Ancient Egypt’s economy was largely agricultural, with taxes being gathered in the form of crops and forced labor.  Most communities would have been self-sufficient, with little need for coinage to trade with the outside world.  What external trade did take place was probably on a barter system.  Land and wealth were considered to be the property of the gods, and their earthly manifestation, the Pharaoh, so there was little impetus to produce domestic coinage to make economic transactions easier for ordinary people.

Ancient Egypt was quite wealthy in gold, as demonstrated by the elaborate funerary artifacts for which is was legendary.  Much of the gold would have originated in mines of Nubia.  Nubia had longstanding trade ties with Egypt and eventually fell under direct control after the conquest by Thutmose I around 1500 BC.  (He was an earlier ruler in the 18th Dynasty, which also produced Pharaohs Akhenaten and Tutankhamun.)  Oddly, ancient Egypt had relatively little access to sources of silver, and the gold to silver price ratio was estimated at 3:1, compared to approximately 10:1 in much of the ancient world.  The relative scarcity of silver would also have discouraged the early adoption of coinage.
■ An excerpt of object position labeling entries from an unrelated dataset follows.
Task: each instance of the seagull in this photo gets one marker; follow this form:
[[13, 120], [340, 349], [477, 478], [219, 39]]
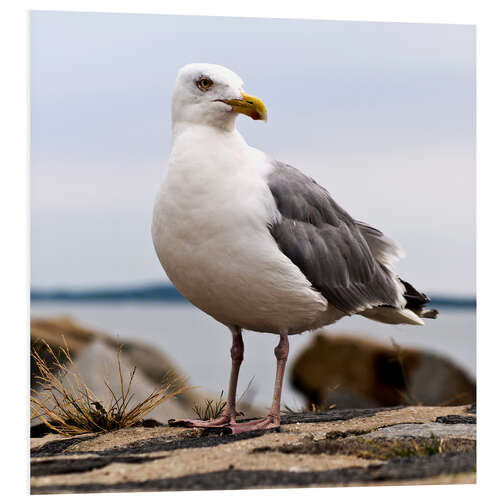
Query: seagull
[[257, 244]]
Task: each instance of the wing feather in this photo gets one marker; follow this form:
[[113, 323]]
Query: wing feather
[[346, 260]]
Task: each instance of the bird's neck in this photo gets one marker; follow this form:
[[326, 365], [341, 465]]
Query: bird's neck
[[189, 135]]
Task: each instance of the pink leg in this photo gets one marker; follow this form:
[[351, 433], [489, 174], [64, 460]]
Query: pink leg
[[229, 415], [273, 419]]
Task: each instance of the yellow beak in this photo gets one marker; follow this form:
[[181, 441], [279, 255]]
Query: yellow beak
[[250, 106]]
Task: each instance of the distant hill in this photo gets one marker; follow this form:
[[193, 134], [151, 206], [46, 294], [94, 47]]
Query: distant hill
[[168, 293]]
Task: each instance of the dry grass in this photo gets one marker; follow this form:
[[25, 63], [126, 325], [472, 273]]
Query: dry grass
[[211, 409], [68, 406]]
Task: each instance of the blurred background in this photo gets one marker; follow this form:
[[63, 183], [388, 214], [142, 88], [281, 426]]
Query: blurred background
[[381, 114]]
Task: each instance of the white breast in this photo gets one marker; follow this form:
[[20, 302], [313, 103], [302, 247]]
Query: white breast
[[210, 231]]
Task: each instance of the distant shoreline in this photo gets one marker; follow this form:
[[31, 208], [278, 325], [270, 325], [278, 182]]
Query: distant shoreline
[[168, 293]]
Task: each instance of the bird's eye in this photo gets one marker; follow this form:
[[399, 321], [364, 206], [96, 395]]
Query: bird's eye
[[204, 83]]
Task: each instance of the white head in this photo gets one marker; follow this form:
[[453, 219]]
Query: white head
[[208, 94]]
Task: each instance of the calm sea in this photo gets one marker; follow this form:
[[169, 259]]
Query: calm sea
[[200, 346]]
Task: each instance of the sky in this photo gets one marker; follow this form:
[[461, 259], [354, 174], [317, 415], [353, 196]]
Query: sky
[[381, 114]]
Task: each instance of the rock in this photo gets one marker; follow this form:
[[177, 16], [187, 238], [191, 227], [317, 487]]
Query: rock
[[342, 448], [95, 356], [352, 372]]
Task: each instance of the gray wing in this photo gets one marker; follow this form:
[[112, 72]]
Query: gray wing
[[331, 248]]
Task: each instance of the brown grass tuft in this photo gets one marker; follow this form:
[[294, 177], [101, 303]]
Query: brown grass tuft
[[68, 406]]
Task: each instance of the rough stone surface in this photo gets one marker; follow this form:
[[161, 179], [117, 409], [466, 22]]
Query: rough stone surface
[[332, 448], [467, 431], [383, 375]]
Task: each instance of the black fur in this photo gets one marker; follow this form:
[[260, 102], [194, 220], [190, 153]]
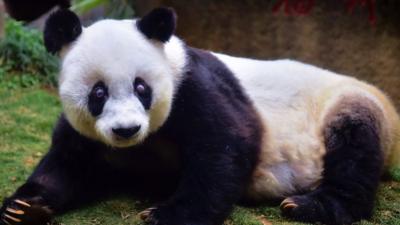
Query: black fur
[[159, 24], [96, 104], [146, 97], [214, 136], [352, 170], [62, 27], [28, 10]]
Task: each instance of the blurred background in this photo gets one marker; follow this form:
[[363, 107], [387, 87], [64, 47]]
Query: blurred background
[[359, 38], [356, 37]]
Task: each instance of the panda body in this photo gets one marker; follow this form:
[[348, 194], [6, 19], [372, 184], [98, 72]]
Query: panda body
[[144, 113], [294, 100]]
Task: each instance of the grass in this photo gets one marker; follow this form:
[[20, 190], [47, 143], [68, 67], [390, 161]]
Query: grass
[[26, 120]]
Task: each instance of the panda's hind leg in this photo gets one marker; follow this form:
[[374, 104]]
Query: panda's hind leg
[[352, 167]]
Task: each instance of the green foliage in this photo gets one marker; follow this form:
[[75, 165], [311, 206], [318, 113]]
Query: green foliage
[[118, 9], [27, 117], [395, 174], [24, 60]]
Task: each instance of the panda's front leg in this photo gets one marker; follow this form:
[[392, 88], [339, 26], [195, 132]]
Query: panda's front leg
[[62, 180], [213, 180]]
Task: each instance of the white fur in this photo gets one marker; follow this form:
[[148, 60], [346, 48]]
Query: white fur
[[292, 98], [115, 52]]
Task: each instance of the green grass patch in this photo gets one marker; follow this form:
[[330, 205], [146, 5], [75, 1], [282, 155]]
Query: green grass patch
[[27, 117]]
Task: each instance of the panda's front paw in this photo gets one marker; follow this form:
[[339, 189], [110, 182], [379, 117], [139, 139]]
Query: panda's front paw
[[25, 212], [161, 215]]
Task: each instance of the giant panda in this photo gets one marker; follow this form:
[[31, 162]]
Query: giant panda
[[148, 115]]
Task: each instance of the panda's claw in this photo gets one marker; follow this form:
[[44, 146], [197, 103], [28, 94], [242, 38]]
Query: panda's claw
[[6, 222], [12, 218], [146, 214], [22, 203], [14, 211]]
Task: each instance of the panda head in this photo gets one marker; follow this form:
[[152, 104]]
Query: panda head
[[116, 83]]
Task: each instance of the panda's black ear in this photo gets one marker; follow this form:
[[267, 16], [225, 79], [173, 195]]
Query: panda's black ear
[[159, 24], [62, 27]]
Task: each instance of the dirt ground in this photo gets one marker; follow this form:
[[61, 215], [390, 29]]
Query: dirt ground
[[329, 37]]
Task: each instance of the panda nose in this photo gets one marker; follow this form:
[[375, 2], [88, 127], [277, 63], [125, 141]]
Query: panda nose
[[126, 132]]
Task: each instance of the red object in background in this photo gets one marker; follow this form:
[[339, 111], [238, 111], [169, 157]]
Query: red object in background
[[370, 4], [294, 7], [304, 7]]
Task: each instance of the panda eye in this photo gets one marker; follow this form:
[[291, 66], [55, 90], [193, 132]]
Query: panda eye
[[99, 92], [97, 98], [141, 88], [143, 92]]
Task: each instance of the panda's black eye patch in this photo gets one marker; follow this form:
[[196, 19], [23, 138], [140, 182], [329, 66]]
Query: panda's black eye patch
[[97, 98], [143, 92]]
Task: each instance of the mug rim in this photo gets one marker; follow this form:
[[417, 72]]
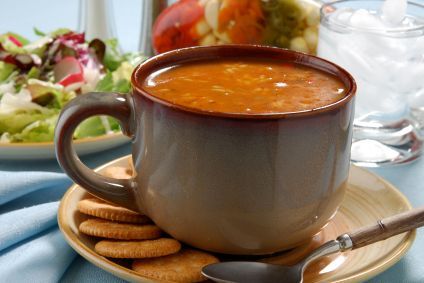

As the Greek influence on Egypt increased in the Late Dynastic Period, Egypt did eventually begin to produce its own coinage, possibly inspired by the need for coins to pay the wages of Greek mercenaries.  Under the Ptolemaic Kingdom (305-30 BC), Egypt produced its own coinage in large quantities, much of which was made of bronze due to the shortage of domestic silver.  (See image of bronze diobol of Ptolemy II above for an example.)  With the defeat of Mark Antony, Egypt fell under Roman rule and produced a wide variety of coinage.  Egypt then briefly fell to the Persians in 619 AD, and then to the Arab Muslims in a campaign from 639-646 AD.  After this, Egyptian coinage would resemble that of the rest of the Muslim world.  With the fall of the Ottoman Empire in World War I, modern Egypt issued its own distinctive coins, some of which go full circle by incorporating images from its ancient history, including the Sphinx and the Pyramids.